August 20, 2020
U.S. Customs and Border Protection officers thwarted an unusual delivery in Philadelphia earlier this month.
Three mantis egg sacks and a live insect were found hidden inside a computer mouse designed for online gaming.
CBP officers made the finding after scanning a parcel destined to an address in New Hampshire on Aug. 7. The scanner detected abnormalities within the mouse, which was shipped from Spain.
Agricultural specialists and inspectors from the U.S. Fish and Wildlife Service determined the sacks belonged to the mantis genus, a classification that includes thousands of species, like the Praying Mantis.

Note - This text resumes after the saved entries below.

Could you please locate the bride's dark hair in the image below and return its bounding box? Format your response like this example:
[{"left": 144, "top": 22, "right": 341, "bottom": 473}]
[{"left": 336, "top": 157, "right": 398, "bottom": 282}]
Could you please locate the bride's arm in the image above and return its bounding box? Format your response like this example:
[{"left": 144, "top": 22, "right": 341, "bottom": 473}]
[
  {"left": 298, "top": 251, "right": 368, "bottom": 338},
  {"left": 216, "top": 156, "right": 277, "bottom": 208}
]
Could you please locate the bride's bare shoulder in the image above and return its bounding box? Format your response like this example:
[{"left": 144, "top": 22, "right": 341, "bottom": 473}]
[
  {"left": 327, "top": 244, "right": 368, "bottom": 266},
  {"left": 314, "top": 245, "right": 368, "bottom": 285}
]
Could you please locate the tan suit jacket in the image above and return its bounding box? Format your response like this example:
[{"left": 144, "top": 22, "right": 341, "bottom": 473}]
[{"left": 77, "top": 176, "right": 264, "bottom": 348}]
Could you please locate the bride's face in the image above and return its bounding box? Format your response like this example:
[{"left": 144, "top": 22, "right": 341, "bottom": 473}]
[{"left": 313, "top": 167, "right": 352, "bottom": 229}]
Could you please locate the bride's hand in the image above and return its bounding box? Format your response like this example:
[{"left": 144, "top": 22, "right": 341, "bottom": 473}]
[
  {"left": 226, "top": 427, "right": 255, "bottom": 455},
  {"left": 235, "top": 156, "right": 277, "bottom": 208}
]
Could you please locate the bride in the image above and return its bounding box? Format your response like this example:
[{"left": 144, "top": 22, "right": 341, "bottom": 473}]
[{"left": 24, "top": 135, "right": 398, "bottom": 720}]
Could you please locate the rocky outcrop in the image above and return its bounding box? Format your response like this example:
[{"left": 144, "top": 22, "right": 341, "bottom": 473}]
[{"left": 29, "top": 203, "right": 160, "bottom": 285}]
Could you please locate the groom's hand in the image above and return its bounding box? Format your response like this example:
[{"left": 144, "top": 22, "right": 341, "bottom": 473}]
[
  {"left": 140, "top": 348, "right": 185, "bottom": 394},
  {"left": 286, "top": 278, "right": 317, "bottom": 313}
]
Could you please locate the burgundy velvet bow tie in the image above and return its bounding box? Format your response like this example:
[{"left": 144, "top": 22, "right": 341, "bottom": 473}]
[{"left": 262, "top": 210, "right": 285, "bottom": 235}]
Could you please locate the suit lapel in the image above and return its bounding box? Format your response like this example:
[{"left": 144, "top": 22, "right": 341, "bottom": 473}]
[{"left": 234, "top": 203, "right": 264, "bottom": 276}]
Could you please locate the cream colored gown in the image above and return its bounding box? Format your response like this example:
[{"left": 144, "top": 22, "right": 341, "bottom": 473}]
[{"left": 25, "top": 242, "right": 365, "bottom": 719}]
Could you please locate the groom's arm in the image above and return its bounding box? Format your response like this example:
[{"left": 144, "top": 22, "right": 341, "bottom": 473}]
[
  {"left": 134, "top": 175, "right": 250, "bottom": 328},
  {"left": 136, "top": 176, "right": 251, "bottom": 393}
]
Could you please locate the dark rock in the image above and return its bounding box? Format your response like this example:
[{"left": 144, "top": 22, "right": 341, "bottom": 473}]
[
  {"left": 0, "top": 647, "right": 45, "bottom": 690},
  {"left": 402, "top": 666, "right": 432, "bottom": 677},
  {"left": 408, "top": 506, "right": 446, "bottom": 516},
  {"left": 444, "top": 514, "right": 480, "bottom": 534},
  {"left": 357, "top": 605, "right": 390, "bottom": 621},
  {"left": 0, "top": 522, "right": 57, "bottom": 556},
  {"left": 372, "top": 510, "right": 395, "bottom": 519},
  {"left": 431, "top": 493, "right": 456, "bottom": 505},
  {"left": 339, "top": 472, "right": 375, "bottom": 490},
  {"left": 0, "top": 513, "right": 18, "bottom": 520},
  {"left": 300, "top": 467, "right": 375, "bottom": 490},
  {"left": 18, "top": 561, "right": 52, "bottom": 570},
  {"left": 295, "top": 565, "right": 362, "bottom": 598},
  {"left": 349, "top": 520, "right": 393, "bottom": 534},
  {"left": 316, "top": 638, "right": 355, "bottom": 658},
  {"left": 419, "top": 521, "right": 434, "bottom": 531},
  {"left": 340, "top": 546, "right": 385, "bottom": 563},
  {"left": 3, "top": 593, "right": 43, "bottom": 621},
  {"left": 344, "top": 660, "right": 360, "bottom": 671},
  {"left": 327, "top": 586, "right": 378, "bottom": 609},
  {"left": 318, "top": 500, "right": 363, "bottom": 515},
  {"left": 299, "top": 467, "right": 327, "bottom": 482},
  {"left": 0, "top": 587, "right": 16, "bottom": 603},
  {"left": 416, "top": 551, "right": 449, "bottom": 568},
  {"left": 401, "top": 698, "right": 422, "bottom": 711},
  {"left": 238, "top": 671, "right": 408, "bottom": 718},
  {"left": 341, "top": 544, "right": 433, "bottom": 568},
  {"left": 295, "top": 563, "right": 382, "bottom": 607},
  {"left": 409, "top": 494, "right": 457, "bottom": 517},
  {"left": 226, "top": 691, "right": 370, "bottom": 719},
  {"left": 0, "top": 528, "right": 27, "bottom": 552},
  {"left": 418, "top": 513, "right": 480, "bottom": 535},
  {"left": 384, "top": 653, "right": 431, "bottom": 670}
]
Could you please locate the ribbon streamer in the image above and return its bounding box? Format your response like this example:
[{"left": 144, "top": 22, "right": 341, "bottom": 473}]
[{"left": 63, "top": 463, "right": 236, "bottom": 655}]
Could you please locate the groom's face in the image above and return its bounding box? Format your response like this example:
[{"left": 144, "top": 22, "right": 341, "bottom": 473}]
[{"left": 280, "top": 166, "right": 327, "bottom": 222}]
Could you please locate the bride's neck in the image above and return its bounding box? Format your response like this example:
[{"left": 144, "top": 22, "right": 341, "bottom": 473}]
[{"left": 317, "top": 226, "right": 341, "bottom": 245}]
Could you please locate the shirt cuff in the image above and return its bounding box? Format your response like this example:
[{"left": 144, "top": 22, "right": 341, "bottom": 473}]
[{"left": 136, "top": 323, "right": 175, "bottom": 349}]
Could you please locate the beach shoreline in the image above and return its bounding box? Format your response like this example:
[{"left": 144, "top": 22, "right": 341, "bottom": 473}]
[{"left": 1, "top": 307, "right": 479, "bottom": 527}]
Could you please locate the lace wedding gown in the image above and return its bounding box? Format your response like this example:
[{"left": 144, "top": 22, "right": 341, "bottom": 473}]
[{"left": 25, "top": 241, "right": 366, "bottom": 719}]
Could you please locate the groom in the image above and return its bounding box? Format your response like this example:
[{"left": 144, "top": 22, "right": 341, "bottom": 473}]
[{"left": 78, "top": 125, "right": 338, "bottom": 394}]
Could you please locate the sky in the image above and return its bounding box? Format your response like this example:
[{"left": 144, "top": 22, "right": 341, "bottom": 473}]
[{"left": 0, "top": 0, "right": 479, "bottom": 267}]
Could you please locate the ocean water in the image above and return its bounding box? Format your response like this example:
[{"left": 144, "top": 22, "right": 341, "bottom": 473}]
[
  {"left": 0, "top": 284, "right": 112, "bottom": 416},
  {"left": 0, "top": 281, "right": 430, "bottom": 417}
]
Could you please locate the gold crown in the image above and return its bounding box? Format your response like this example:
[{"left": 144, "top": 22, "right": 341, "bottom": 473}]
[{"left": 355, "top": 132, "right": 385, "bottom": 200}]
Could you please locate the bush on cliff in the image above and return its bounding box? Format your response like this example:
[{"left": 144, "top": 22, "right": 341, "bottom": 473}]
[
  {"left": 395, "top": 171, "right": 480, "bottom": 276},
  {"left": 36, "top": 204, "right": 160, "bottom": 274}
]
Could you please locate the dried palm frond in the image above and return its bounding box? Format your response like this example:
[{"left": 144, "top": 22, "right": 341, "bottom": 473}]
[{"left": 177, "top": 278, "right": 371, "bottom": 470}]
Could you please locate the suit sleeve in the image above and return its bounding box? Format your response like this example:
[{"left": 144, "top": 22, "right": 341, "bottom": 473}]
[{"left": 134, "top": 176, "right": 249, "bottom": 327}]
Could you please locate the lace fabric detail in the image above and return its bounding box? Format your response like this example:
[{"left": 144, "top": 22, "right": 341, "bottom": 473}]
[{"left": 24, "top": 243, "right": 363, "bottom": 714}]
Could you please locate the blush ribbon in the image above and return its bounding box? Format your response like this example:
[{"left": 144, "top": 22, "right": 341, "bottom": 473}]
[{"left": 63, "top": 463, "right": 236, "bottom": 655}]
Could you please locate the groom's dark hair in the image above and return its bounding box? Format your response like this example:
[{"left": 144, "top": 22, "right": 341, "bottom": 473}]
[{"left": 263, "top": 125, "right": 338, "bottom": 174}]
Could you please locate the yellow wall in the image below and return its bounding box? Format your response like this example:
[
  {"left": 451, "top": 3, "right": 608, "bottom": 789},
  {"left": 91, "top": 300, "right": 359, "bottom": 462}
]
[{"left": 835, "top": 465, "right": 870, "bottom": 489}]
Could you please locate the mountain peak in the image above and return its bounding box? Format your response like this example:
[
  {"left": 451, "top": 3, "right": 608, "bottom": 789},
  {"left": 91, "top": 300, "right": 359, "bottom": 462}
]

More mantids hatched while in the possession of CBP. The insects were turned over to the Fish and Wildlife Service, which is attempting to place them at the Academy of Natural Sciences museum on the Benjamin Franklin Parkway.
"This seizure illustrates the exceptional inspection capabilities of Customs and Border Protection officers to detect unusual and creative concealment methods to intercept illicit smuggling attempts at our nation’s borders," Casey Durst, CBP’s Director of Field Operations in Baltimore said in a press release.
The egg masses were considered smuggled because they were deliberately concealed inside the computer gaming mouse, a CBP spokesperson said. The incident was "a first" for Philadelphia.
A similar incident occurred in March when several egg masses and species of mantis larvae were discovered inside of Xbox remote controllers in Louisville, Kentucky.
CBP agriculture specialists regularly intercept insects and animal byproducts at entry ports. Last year, specialists intercepted an average of 314 insect pests per day. Another, 4,695 prohibited plants, meats, animal byproducts and soils were intercepted.
Mantis are present in the U.S. and are not considered an endangered species. Importers can legally ship live insects if they obtain the necessary permit and meet other requirements.
Three Mantis species are commonly found in area: the Carolina mantis, the European mantis and the Chinese mantis. Only the Carolina mantis is considered a native species.
The other two invasive species outcompete the Carolina mantis for food, according to the Brandywine Conservancy. The invasive Chinese Mantis was first introduced to the U.S. in Mt. Airy in 1896.